You wont be jumping into buttons and menus straight away; not if you want to understand everything. Play with web crawlers, learn to tweak websites with GreaseMonkye, get Firebug and have it open while you read the books, get the Tamper Data plugin for firefox and see what is being sent and back forth, get the YSlow plugin, etc. These tools will not help you learn all this stuff, but they allow you to peek into websites and show you how things are done. I use ColorZilla to copy nice color schemes from websites. The Firebug element inspector will highlight any screen element and show you how it's been coded in HTML, you can also inspect the CSS design and the javascript that makes it all alive. I learned most of this stuff by reverse engineering.
Disclaimer: I have no relationship with O'Reilly. Further, I'm not myself signed up for Safari. (I have a lot of dead trees laying around.) But my recollection of comments made about it is that the overall weight of them has been positive.

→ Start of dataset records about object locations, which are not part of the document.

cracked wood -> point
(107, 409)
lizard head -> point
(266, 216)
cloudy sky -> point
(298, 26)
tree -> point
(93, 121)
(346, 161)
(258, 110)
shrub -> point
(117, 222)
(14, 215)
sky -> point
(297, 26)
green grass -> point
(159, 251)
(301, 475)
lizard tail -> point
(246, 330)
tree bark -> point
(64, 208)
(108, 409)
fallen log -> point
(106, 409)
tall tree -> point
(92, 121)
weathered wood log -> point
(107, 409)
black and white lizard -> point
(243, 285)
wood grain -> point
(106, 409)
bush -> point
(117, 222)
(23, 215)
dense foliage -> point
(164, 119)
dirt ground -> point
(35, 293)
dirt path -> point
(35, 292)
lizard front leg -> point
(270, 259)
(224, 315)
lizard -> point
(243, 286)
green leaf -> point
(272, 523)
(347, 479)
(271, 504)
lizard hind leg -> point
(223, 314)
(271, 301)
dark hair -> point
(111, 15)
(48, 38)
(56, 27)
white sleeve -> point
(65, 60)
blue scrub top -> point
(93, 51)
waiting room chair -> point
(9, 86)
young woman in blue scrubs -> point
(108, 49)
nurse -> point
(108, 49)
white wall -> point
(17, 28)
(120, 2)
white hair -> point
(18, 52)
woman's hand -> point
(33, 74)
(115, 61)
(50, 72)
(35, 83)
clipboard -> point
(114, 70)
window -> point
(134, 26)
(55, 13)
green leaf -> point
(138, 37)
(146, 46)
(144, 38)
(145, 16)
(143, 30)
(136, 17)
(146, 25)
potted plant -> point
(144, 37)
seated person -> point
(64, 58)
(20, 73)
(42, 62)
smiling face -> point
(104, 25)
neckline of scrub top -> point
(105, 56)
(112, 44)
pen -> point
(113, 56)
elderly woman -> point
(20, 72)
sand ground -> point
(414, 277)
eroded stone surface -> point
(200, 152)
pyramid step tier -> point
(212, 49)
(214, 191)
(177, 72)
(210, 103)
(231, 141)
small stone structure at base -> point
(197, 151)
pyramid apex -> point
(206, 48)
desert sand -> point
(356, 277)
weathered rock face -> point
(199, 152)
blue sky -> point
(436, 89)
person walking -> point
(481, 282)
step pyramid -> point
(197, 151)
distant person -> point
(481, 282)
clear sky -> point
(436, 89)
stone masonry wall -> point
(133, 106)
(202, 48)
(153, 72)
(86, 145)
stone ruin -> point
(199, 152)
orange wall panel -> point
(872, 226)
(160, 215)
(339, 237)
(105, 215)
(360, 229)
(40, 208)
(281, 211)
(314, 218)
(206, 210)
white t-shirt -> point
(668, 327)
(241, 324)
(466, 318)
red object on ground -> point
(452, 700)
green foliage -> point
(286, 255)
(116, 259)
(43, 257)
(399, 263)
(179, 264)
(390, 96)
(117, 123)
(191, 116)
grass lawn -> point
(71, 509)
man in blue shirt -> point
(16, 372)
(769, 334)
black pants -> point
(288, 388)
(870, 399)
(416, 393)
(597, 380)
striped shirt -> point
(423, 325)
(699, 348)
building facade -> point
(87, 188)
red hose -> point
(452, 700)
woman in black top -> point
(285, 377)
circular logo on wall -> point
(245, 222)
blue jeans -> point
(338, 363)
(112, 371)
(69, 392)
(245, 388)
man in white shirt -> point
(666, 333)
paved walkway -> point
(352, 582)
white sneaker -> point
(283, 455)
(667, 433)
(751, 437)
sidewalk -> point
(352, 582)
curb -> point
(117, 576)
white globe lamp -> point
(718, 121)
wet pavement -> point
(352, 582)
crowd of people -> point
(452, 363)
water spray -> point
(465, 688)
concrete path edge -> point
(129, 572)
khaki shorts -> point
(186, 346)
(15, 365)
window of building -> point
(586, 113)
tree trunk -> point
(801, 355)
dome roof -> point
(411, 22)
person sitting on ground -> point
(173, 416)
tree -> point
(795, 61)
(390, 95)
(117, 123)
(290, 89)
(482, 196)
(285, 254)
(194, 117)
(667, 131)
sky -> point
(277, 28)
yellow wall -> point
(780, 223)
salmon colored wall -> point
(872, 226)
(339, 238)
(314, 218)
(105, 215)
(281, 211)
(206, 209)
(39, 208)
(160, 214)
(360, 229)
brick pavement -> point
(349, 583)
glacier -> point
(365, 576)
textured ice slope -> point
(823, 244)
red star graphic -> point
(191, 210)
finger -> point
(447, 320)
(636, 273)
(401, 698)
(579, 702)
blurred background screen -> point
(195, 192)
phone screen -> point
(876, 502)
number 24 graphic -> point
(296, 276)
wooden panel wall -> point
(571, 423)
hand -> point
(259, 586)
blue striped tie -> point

Quite a few of the books mentioned are available via O'Reilly's "Safari" subscription service. It's not "cheap", but if you don't mind reading on screen, it can provide immediate access to these volumes as a group for considerably less than buying them all at once (new / latest edition, at least).
Then again, if you have access to a well stocked library or colleagues' bookshelves, better yet.
My concern with this approach, overall, is that the volume of information may be overwhelming/discouraging.
As someone more used to playing in the enterprise backend software space, I figured that combining html, css, and javascript was the hell required to really get into web dev. Plus adding in the "you're either have taste or not" issue for UI design makes professional web dev sound like so much fun.
You mention using a "decent javascript library." Is this the first step these days? I've gone back and forth whether to go from "first principles" vs just grabbing jQuery and having at it.
Web UI is difficult to define (there is no standard, but there are a bunch of competing standards) - and from a RAD perspective it's behind where the desktop was 10 years ago.
You may also get some benefit from looking into web frameworks such as Catalyst (if you know Perl), or Django or Rails (for Python and Ruby respectively). Examples for those frameworks really are very good walkthrus of creating a webapp.